Comment How disappointing. Felix Baumgartner, the steely-sphered Austrian who recently supplied us all with much quality entertainment by leaping out of a balloon 128,000 feet above New Mexico to break the all-time world altitude skydiving record, turns out to be a blinkered fool.
In an interview with the Telegraph last week which has suddenly leapt to the attention of the internet, Baumgartner offers the following insights:
"A lot of guys they are talking about landing on Mars ... Because [they say] it is so important to land on Mars because we would learn a lot more about our planet here, our Earth, by going to Mars which actually makes no sense to me because we know a lot about Earth and we still treat our planet, which is very fragile, in a really bad way.
"So I think we should perhaps spend all the money [which is] going to Mars to learn about Earth. I mean, you cannot send people there because it is just too far away. That little knowledge we get from Mars I don't think it does make sense."
The skydiving Austrian added that in his opinion the US taxpayers' money spent to land the Curiosity rover on Mars should instead have been diverted to "saving our planet", though he didn't specify how this should be done.
Mr Baumgartner's commercial sponsor for his recent leap was Red Bull. We here on the Reg space desk don't drink a whole lot of Red Bull anyway, but as long as Baumgartner remains connected with the firm we shall drink none, and we encourage our readers to adopt a similar stance. (Unless maybe he offers a complete retraction of his words.)
This is because we are sick of the blinkered attitude which always seeks to divert space exploration money - which is in any event only a tiny proportion of the US or any other government's spending - to this or that hobbyhorse.

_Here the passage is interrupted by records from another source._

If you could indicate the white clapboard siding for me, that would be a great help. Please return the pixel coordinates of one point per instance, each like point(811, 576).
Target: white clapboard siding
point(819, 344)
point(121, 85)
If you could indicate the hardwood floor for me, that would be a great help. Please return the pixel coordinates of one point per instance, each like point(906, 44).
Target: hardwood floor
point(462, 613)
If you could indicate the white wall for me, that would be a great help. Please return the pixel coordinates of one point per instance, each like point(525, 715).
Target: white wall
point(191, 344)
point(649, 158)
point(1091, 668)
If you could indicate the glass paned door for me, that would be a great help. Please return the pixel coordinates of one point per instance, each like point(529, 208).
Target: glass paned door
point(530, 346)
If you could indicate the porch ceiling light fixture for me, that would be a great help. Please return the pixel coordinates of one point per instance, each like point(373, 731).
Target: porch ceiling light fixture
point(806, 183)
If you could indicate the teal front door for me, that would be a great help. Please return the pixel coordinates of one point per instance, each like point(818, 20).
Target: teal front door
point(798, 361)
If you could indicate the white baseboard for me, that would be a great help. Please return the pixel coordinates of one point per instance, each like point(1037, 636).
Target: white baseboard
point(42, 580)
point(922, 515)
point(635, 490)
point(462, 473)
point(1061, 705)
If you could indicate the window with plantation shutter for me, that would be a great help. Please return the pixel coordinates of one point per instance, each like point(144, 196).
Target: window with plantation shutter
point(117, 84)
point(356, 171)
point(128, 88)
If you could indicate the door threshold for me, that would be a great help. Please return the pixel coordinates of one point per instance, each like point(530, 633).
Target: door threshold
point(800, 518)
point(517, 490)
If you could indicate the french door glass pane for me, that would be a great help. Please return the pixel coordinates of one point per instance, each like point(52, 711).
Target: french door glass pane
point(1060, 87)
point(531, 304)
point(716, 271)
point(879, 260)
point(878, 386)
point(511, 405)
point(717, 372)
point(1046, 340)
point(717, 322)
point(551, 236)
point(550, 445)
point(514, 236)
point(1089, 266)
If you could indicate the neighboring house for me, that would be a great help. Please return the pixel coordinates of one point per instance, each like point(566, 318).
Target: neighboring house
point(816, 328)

Baumgartner presumably wants to see NASA's budget (and with it that of the ESA etc) diverted into renewable power subsidies or some such money-pit: others depending on their politics have often pushed the idea of channelling space cash towards minuscule improvements to benefits, minuscule tax cuts or other such pointless ends.
Even supposing we could somehow, with this very limited amount of money, transform the Earth into a very paradise ... sooner or later we would detect a large approaching asteroid or comet, or in some other way the enormous universe around us will make its presence felt. And then, in all likelihood, we would all be cursing Baumgartner's name. Even the present very limited space capability we have is by no means reassuring in this context.